Google which do not need any introduction holds the first place in search with a gap of 45% from the second place which is Bing. It is a larger gap. According to statistics, by 2012, 69.5% of searches were performed by Google while only 25% were by Bing. It is the best mobile or tablet search engine too holding a market share of 89%. Isn’t it amazing?
Google is a search engine that is heavily using the structures which are presented in hypertext. Google is a search engine which is designed to index the Web and for crawling in an efficient way and also it produces search results than the systems which exist.
Designing search engines which is suitable for even today is creating many challenges. The technology of fast crawling is required to collect web documents and to keep them up to date. The spaces of storage should be used to store indices and documents themselves optionally in an efficient way. The indexing system of Google should process hundreds of gigabytes containing data efficiently. The queries must be handled very faster. It should has a rate about hundreds to thousands queries for one second.
There are some facts to consider when focusing on the design goals of Google. The improved search quality is the first goal. Improvement of the quality of web search engines is their main goal which they often try to fulfill.
It is also becoming increasingly commercial overtime along with the tremendous growth of web. In the year 1993, the number of web servers having .com domains was 1.5%. In 1997, this has increased by a larger percentage which is 60%. And also the search engines migrated from the domain of academic to commercial.
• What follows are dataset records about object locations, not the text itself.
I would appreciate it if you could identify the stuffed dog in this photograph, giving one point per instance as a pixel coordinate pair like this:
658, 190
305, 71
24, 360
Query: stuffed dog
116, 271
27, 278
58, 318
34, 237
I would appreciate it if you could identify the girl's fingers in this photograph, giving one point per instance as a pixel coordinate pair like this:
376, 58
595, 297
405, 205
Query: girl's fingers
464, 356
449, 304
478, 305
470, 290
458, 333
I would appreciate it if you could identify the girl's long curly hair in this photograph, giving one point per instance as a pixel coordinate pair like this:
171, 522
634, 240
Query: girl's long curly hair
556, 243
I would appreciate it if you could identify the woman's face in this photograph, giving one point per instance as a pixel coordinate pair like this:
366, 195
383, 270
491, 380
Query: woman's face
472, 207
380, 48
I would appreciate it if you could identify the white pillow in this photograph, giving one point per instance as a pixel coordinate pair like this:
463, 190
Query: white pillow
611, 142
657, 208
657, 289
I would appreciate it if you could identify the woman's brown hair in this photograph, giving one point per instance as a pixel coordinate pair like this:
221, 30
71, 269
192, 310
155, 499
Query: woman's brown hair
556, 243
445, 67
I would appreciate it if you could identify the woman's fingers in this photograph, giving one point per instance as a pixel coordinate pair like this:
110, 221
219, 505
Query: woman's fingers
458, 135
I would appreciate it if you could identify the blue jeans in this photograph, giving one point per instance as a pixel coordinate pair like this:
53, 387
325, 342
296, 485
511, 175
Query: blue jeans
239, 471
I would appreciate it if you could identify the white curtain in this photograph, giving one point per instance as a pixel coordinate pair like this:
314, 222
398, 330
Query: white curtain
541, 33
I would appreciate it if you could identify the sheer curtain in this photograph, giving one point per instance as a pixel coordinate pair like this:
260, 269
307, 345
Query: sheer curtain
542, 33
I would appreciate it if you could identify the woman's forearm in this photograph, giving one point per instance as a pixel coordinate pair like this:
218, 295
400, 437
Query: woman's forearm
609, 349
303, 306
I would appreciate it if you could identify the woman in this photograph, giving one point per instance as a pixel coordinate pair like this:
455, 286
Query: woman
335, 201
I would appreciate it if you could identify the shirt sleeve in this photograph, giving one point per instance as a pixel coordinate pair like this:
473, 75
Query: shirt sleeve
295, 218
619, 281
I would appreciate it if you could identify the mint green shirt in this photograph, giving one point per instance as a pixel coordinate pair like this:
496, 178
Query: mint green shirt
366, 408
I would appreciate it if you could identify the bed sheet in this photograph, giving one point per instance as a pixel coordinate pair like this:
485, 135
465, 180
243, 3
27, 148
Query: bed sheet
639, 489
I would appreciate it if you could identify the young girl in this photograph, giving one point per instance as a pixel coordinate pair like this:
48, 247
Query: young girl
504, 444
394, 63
Another design goal of Google is building systems which can be used by a reasonable number of people. The last design goal is building an architecture which is able ti help novel research activities on large scale data.
When talking about the system features of Google, there are two main characteristics which support to generate high precision results. It uses the link structure of the web in order to calculate a quality ranking for every web page firstly. This ranking method is called PageRank. Secondly it utilizes the link in improving the search results.
To model the behavior of a user the PageRank can be used. In this we make an assumption that there is a random surfer who is given a web page randomly and he keeps clicking the links and will not hit back and gets bored eventually and will start on another new random page. This probability the random surfer visiting a web page is called its PageRank.
Anchor Text is another system feature of Google. In a special manner the texts of the links are treated in search engines. Many search engines are associating the link text with a page the link actually exists.
When focusing on the information retrieval, the systems that were used for this process were many years old and were developed well. But, the research on these information retrieval systems were on small and well controlled homogeneous collections like collection of scientific papers or the news stories related to a topic. So this is a simple anatomy of the large scale hyper textual web search engine, Google.